Truck owners file lawsuit against Ford, alleging diesel emissions cheating

by SpeedLux
Ford logo in their auto plant

Ford Motor set up software that allowed its F-250 and F-350 Super Duty trucks to cheat at passing federal emissions tests, according to a lawsuit filed by truck owners on Wednesday, a claim the automaker called “baseless”.

The lawsuit claims Ford manipulated the emissions system in infraction of federal requirements and the affected trucks released two times the legal limits of emissions during regular driving. An emission-cheating scandal that emerged in 2015 cost German automaker Volkswagen tens of billions of dollars in settlements and charges.

Ford stated that all of its vehicles abide by all U.S. Environmental Protection Agency (EPA) and California Air Resources Board (CARB) emissions regulations.

“Ford automobiles do not have defeat devices,” the company stated. “We will safeguard ourselves against these baseless claims.”

The law firm representing the owners, Hagens Berman, has launched lawsuits in 2017 against General Motors and Fiat Chrysler in addition to engine maker Cummins Inc, making similar accusations.

In the tests Ford carried out on the F-250 and F-350 vehicles, “emissions are consistently as high as five times the standard,” the lawsuit stated, quipping that the trucks must bear the moniker “Super Dirty.”

Erik Gordon, a specialist in entrepreneurship and technology at the University of Michigan’s Ross School of Business, stated that if real, the “allegations would expose Ford to the threat of billion-dollar liabilities and punch a hole in its efforts to place itself as an automobile technology leader”.

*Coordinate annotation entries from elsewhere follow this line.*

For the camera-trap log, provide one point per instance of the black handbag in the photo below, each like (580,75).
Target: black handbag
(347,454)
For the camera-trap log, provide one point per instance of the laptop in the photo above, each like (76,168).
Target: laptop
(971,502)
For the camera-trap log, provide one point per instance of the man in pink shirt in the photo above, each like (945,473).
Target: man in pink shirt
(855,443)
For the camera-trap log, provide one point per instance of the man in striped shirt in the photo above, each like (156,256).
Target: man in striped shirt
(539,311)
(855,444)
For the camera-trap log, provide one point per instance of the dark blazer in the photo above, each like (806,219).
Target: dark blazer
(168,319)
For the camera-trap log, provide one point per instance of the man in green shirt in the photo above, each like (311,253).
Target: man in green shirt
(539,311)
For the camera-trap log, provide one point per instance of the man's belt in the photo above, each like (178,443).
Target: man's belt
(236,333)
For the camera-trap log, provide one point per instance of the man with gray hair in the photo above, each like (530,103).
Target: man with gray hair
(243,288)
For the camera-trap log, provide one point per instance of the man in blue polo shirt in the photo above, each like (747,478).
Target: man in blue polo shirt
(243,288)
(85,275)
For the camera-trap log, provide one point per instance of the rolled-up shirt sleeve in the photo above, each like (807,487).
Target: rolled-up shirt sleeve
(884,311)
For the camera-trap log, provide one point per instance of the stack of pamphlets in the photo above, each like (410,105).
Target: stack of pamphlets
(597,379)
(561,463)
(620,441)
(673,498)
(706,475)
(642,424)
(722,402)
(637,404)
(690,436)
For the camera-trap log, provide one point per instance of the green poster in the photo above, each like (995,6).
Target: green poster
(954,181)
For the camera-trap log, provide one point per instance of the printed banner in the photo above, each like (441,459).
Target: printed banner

The lawsuit, submitted in U.S. District Court for the Eastern District of Michigan, also named German auto provider Robert Bosch GmbH as an offender.

In a statement Wednesday, Bosch stated accusations against the company “remain the subject of investigations and civil litigation” and it takes accusations of diesel software application adjustment “very seriously”.

In 2017, Bosch agreed to pay $327.5 million to U.S. owners of Volkswagen AG vehicles for its part in setting up illegal emissions-cheating software.